Picture college life in the 1920s – perhaps young women dressed as flappers and men in oversize raccoon coats? Or are they formal, in dresses, coats and ties? Fashion – what people wear and where they wear it – can be a fascinating source of inquiry. Grounded in deep desires for social capital and acceptance, fashion is also a site of creativity, individuality and expression. It is big business and small decisions. When looked at carefully by a cultural historian, fashion can tell us a great deal.

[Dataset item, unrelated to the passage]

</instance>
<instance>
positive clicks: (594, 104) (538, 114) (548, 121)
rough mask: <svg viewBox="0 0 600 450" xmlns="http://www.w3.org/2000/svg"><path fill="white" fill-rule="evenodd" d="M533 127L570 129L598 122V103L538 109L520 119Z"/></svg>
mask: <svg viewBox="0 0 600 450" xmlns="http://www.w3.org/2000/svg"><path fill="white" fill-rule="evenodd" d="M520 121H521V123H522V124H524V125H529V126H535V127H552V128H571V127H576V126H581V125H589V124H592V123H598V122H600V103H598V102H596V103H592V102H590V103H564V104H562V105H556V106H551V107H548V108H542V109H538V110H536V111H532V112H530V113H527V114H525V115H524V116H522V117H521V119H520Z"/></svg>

Other than an occasional comment about the casual dress of so many college students today (Uggs, flip-flops, and pajamas), I had not given much thought to the role of fashion and higher education. That changed with Dress Casual: How College Students Redefined American Style by UNLV historian Deirdre Clemente. A solid work, Dress Casual is cleverly researched, avoiding too much reliance on publications and advertisements. Clemente relies on first person accounts of college students and their families, painting a picture of what clothing was desired, what was rejected, and why. She argues that collegiate fashions and their consistent push for comfortable casual clothes played an important role in the rise of casual clothing for all Americans.
Clemente looks at student dress and fashion from 1900 – 1970 at a select group of residential colleges. Her sources places the question of fashion within particular collegiate contexts. Every college has its own culture. Princeton, as epitomized by F. Scott Fitzgerald, was known for being very stylish. Spellman and Morehouse were formal. Cal – the University of California at Berkeley – featured casual styles and was an early adapter of jeans. Clemente situates the choices of what students wore within cross-cutting currents of race, class, gender, and comfort, as well as dress codes and trends. She also talks about how it as purchased, paid for, located and cleaned – all not unimportant questions.
Dress Casual may seem esoteric. It is specialized history, but it also reinforces a much broader point about the role colleges play in culture. If you want to understand where America is going, take a close look at its colleges.